Some young voters said this year's matchup hasn't inspired them so far and say the mood feels different from 2020.

"I feel like progressively less engaged, which is probably terrible," Clara Chang of Berkeley said.

"I definitely feel like the situation in the Middle East is a huge issue for me. In fact, I think this is the first time that I might lean to being a single-issue voter," Ruby Chang of New York said.

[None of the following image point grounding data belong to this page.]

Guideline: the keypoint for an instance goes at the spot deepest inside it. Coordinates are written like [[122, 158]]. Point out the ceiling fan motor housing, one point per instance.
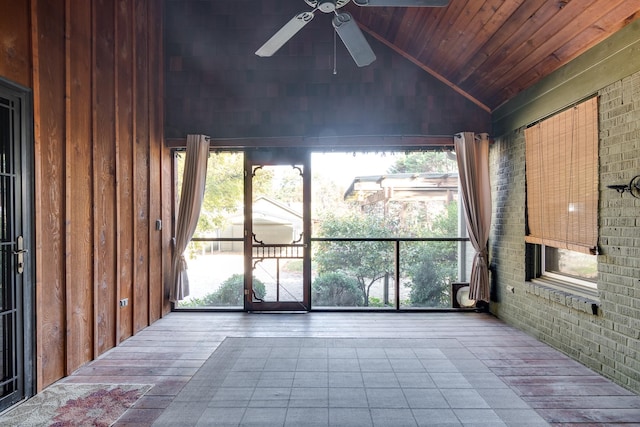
[[326, 6]]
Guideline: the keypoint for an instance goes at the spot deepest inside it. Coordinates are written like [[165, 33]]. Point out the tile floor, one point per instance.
[[396, 369]]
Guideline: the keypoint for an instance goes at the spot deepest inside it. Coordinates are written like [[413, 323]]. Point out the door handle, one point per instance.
[[20, 251]]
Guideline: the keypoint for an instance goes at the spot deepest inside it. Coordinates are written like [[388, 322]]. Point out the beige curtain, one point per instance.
[[193, 181], [472, 152]]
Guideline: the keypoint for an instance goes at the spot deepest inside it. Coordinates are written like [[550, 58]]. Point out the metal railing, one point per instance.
[[279, 251]]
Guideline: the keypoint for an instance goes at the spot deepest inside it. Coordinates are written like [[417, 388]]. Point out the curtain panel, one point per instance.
[[472, 152], [191, 196]]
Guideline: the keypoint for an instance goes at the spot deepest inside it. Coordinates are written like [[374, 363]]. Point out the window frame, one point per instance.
[[535, 252]]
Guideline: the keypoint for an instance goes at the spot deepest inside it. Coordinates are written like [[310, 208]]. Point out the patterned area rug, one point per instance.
[[68, 404]]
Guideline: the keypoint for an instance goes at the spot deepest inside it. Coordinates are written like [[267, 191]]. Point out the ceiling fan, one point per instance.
[[344, 24]]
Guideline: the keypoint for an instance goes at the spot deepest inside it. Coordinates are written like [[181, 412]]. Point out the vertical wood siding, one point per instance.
[[102, 173]]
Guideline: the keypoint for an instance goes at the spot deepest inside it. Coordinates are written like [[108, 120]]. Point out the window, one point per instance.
[[562, 194]]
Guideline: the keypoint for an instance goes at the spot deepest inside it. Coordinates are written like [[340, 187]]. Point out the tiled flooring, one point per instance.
[[458, 369]]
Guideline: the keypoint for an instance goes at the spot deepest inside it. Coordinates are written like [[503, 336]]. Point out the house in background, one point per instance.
[[94, 94]]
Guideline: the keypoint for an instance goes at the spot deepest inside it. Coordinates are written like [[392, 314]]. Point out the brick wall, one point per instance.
[[608, 342]]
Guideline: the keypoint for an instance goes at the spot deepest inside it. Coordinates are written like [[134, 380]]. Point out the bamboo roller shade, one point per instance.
[[562, 179]]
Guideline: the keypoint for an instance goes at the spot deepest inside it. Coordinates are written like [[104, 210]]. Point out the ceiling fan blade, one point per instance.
[[353, 39], [285, 33], [403, 3]]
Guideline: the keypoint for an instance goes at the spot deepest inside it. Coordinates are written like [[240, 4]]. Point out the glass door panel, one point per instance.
[[277, 238]]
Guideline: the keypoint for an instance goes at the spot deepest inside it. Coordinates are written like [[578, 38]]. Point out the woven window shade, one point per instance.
[[562, 179]]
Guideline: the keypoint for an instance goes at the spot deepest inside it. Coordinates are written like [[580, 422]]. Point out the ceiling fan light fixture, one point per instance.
[[327, 6]]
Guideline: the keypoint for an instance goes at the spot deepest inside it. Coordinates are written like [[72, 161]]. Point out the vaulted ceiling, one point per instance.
[[438, 69], [491, 50]]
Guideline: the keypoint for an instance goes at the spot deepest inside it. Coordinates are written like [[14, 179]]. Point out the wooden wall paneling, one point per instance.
[[15, 52], [49, 114], [141, 168], [124, 141], [154, 20], [79, 186], [168, 224], [104, 178]]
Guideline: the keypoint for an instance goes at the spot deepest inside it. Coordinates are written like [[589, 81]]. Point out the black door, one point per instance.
[[277, 230], [16, 290]]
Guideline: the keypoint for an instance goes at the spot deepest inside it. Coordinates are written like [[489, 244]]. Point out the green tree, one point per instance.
[[367, 261], [425, 161], [434, 264], [336, 289], [224, 189]]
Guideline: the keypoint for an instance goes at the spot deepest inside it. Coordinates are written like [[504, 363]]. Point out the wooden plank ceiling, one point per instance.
[[490, 50]]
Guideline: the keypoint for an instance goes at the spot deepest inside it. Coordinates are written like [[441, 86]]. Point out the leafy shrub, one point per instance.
[[336, 289], [230, 293]]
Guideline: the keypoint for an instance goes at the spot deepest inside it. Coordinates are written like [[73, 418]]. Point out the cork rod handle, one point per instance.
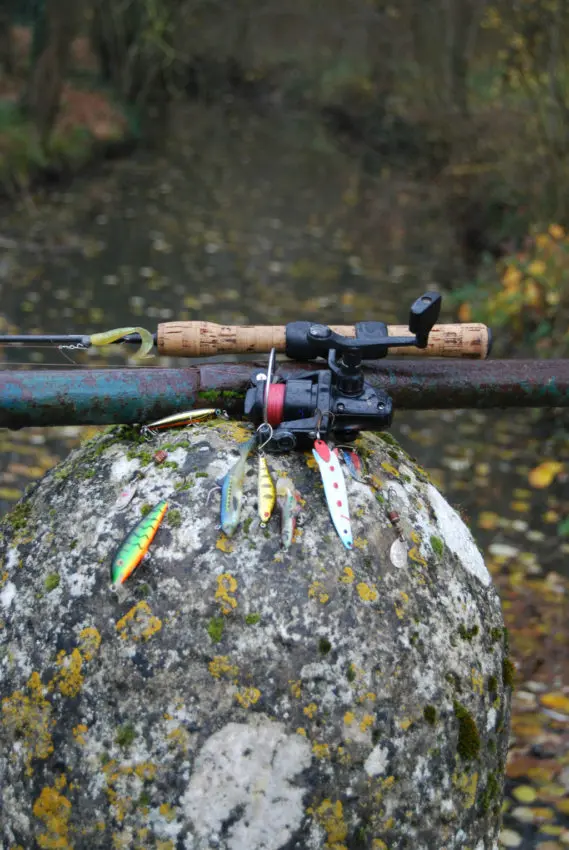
[[205, 339]]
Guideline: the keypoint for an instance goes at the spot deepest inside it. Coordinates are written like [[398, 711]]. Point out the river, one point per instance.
[[259, 218]]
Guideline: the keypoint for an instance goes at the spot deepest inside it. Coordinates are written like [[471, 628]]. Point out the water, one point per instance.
[[241, 218]]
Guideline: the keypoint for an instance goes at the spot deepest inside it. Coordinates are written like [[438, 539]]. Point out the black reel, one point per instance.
[[335, 402]]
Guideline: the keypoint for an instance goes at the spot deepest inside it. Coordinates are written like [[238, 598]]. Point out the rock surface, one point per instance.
[[242, 697]]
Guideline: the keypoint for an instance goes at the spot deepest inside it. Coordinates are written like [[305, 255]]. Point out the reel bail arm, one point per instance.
[[335, 401]]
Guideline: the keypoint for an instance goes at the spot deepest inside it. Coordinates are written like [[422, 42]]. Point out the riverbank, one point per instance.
[[90, 126]]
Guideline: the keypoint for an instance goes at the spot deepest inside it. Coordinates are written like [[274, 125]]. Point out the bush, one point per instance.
[[525, 295]]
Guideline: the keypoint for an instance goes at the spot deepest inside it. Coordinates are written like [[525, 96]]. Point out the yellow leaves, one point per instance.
[[556, 701], [511, 279], [488, 520], [544, 474], [537, 268], [556, 231]]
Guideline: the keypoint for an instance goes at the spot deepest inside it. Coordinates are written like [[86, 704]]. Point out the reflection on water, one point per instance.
[[242, 219]]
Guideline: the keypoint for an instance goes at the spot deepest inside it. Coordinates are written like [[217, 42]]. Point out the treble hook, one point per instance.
[[262, 427]]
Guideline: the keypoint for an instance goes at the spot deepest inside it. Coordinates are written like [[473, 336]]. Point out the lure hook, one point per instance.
[[268, 379], [262, 427]]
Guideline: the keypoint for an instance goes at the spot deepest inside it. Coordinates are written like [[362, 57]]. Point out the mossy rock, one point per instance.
[[237, 695]]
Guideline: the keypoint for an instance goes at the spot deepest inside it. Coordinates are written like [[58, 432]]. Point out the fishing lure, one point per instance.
[[398, 550], [334, 490], [354, 464], [135, 545], [266, 493], [232, 489], [288, 501], [106, 337], [186, 417]]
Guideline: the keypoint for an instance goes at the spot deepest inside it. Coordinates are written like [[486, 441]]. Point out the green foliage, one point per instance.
[[526, 295]]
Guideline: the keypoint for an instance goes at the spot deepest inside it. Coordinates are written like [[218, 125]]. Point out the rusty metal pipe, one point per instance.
[[106, 396]]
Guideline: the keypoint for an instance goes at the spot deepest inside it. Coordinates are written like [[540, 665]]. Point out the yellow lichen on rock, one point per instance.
[[247, 697], [139, 623], [89, 642], [367, 592], [330, 816], [295, 687], [321, 751], [54, 810], [318, 591], [79, 733], [347, 576], [28, 719], [226, 587], [415, 556], [477, 681]]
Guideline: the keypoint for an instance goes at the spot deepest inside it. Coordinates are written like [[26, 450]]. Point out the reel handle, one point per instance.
[[470, 341]]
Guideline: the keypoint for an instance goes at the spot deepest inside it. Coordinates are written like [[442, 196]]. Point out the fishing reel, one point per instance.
[[335, 402]]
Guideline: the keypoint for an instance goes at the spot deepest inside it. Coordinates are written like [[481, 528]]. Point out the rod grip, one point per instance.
[[206, 339]]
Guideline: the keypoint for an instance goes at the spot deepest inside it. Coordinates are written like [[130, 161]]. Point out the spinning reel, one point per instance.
[[335, 402]]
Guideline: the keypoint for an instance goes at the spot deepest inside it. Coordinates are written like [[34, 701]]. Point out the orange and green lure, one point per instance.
[[135, 546]]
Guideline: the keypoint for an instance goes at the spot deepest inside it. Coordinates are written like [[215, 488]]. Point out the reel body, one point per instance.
[[335, 402]]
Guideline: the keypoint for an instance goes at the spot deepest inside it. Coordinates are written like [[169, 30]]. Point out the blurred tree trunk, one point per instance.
[[6, 52], [53, 34]]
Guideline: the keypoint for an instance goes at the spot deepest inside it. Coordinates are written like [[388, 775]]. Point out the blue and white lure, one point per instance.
[[232, 489], [334, 490], [354, 464]]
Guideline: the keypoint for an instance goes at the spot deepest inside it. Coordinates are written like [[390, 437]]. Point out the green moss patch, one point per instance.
[[468, 746]]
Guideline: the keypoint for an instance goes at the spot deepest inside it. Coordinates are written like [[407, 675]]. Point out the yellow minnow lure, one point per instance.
[[106, 337], [266, 493], [232, 489], [289, 503], [136, 544], [187, 417]]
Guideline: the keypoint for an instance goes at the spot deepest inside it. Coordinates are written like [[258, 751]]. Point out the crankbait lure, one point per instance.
[[354, 464], [107, 337], [135, 545], [232, 489], [288, 501], [334, 490], [266, 493], [398, 551], [187, 417]]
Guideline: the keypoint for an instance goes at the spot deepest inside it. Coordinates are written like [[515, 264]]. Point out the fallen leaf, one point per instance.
[[542, 475], [556, 701]]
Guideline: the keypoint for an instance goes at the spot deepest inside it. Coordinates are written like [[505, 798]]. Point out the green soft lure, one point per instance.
[[135, 546], [107, 337]]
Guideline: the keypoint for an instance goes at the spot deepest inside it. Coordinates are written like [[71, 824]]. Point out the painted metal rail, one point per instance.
[[133, 395]]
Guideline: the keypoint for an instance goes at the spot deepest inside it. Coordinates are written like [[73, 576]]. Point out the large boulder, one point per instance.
[[237, 695]]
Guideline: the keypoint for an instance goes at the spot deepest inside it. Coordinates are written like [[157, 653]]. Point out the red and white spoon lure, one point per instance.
[[334, 490]]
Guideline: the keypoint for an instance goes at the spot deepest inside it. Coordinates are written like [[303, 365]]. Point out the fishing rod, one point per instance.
[[338, 398], [206, 339]]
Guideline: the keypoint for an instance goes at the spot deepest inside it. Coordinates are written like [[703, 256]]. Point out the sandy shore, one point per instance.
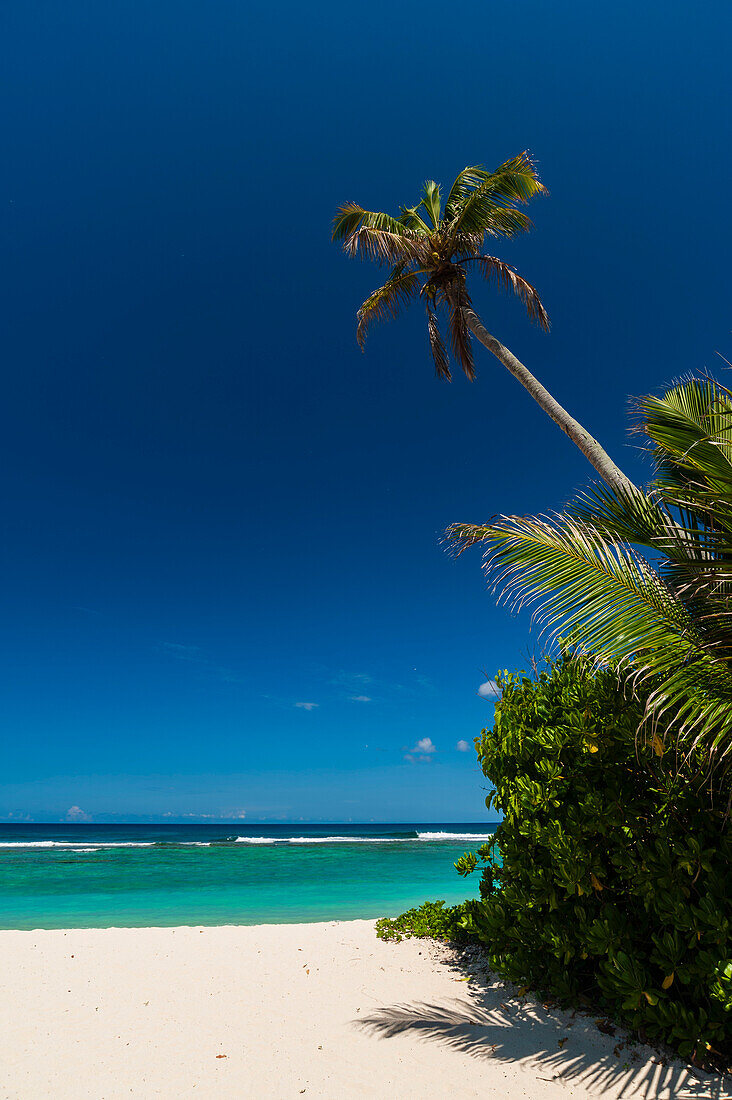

Some Bay Area lawmakers say they are hoping the speech emphasizes the bipartisan efforts to get things done in Congress.

"We got the first group of appropriation bills passed. I had a short conversation with Speaker Johnson yesterday, so I do, I'm cautiously optimistic," Congressman Mark DeSaulnier of Walnut Creek said.

Many lawmakers have invited guests who arrived in Washington Wednesday, hoping to highlight issues important to Californians. 

Congressman Adam Schiff, fresh off a victory in the California Senate race Tuesday, invited UFW President Teresa Romero to be his guest at the State of the Union address.

"It is very important to me because farm workers are in the minds of our legislators. We need to remember farmworkers are the people that put food on our tables," Romero told KTVU from her hotel in Washington Wednesday night.

Congressman DeSaulnier invited Lynn Mackey, the Contra Costa County School Superintendent, to be his guest.

"At a time right now where 51% of school-age kids in the United States are under the poverty line, it's really important that we speak to the importance of American education," Rep. DeSaulnier said.

"I am thrilled to be here, really excited to be invited," said Mackey, "I really do hope they are thinking about the future, thinking about being engaged, and thinking about how we can really work together and have civil discourse."

Congressman Mike Thompson invited Liz Burrell Russell, the former manager of The Pathway Home in Yountville. 

Congresswoman Anna Eshoo invited Stanford University AI expert Fei-Fei Li. 

Congressman Kevin Mullin invited San Mateo County Labor Leader Julie Lind.